Senator John Walsh Drops Out Of Montana Senate Race Amid Plagiarism Allegations
Just about a week after we learned that he had plagiarized a significant portion of an academic paper he wrote while at the Army War College, Senator John Walsh has dropped out of the race for Montana’s open Senate seat:
HELENA — Sen. John Walsh said Thursday he is pulling out of the Senate race because his campaign was distracted by the controversy over allegations that he plagiarized a U.S. Army War College research paper.
Walsh, a Democrat, said he decided to drop out of the race. He had canceled campaign events this week as he and his family discussed what he would do.
The New York Times reported July 23 that Walsh had plagiarized large portions of the research paper in 2007.
Walsh will serve out the rest of his Senate term, which ends in early January 2015.
“I am ending my campaign so that I can focus on fulfilling the responsibility entrusted to me as your U.S. senator,” Walsh said in a statement to supporters. “You deserve someone who will always fight for Montana, and I will.”
The Montana Democratic Party now will choose a replacement for Walsh to appear on the Nov. 4 ballot, along with Republican Rep. Steve Daines and Libertarian Roger Roots.

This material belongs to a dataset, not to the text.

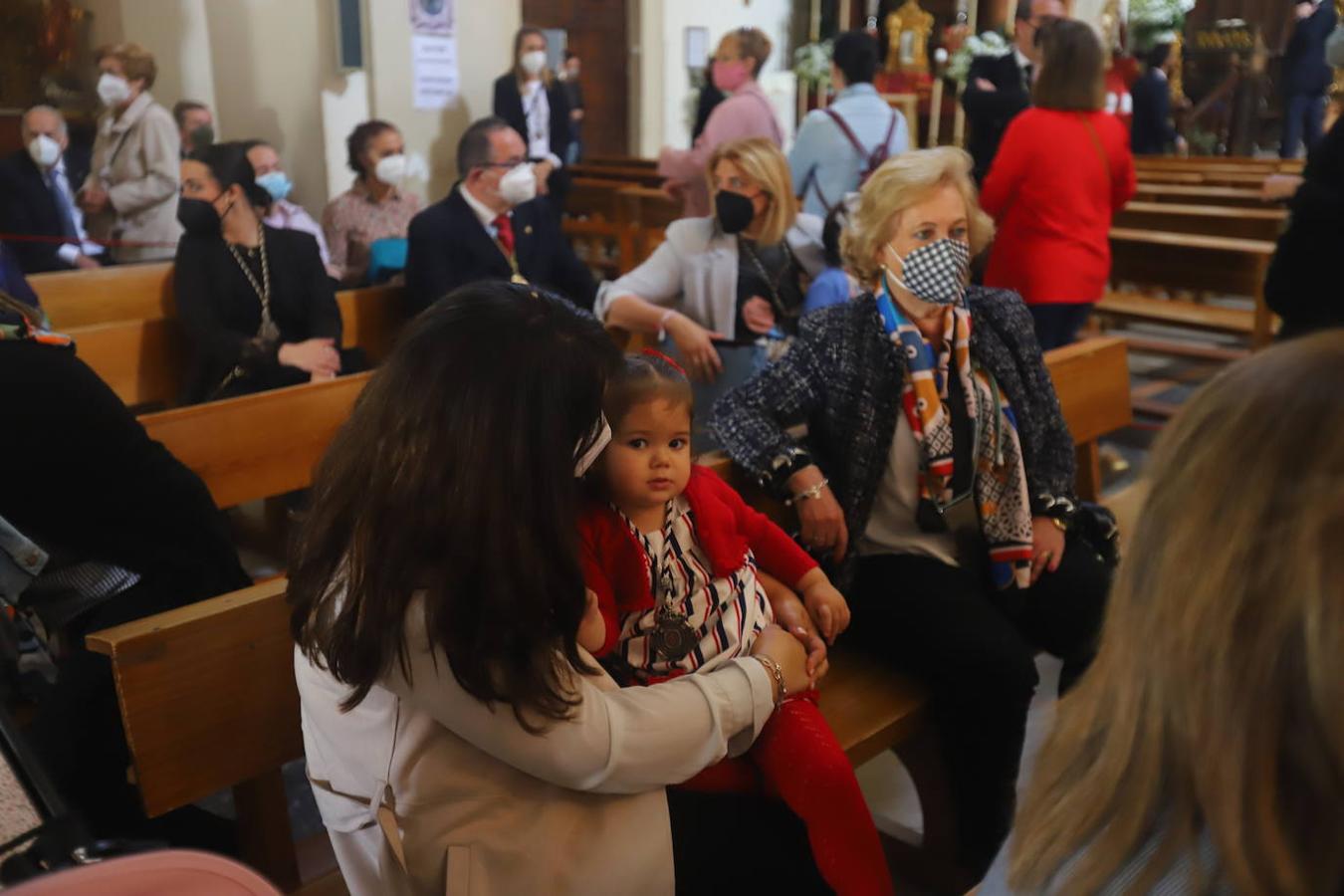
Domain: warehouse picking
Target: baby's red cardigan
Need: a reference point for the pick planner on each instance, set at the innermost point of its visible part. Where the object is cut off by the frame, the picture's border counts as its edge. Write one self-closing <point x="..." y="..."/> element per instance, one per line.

The party has to select a new Senate candidate at a nominating convention by Aug. 20. About 175 delegates, including statewide and federal elected officials, county party committee leaders and the party executive board members, will pick the nominee.
Walsh was driving from Helena to Billings to personally tell his staff of his decision before it was publicly released.
“I am proud that with your support, we held our opponent (Daines) accountable for his hurtful record to privatize Medicare, to deny women the freedom to make their own health decisions and to sell off our public lands,” Walsh said in the statement. “I know how important it is to continue the fight for these Montana values, and it is time for us all to return to the real issues of this election.”
Daines had held a large lead in polls, but Walsh had narrowed the gap in the days before the New York Times story broke.
Editorials in the state’s largest newspapers had called on Walsh to drop out of the race because of the plagiarism.
Walsh, 53, who served 33 years in the Montana National Guard, was named as the state’s adjutant general by then-Gov. Brian Schweitzer in 2008.
Replacing Walsh on the ballot is apparently permitted under Montana law provided that the party acts by the time of its convention on August 20th. The question, of course, is who they might be able to find to take on the task of being their candidate in a race where the Republicans are favored. An ideal choice from the perspective of Democratic Party loyalists might be former Governor Brian Schweitzer, who remains very popular in the state. However, Schwetizer had been approached about running for the seat last year when Max Baucus announced his retirement. However, after flirting with the possibility of entering the race for a few months, the former Governor decided not to run in July of last year. Since then, he’s been acting more like someone thinking of mounting a bid for the Presidency in 2016 than a potential Senate candidates, especially with his recent attacks on Hillary Clinton. Whether he could be persuaded to get in the race now is a big unknown, but at this point he’s likely the only candidate the Democrats could select that would have a reasonable shot at winning.
Update: Former Governor Brian Schweitzer has just announced on Twitter that he will not be running:
I respectfully decline to seek the Senate nomination. Many thanks to John Walsh & I'll support whoever the next nominee turns out to be.
— Brian Schweitzer (@brianschweitzer) August 7, 2014
That was probably the Democrats best shot at holding on to this seat.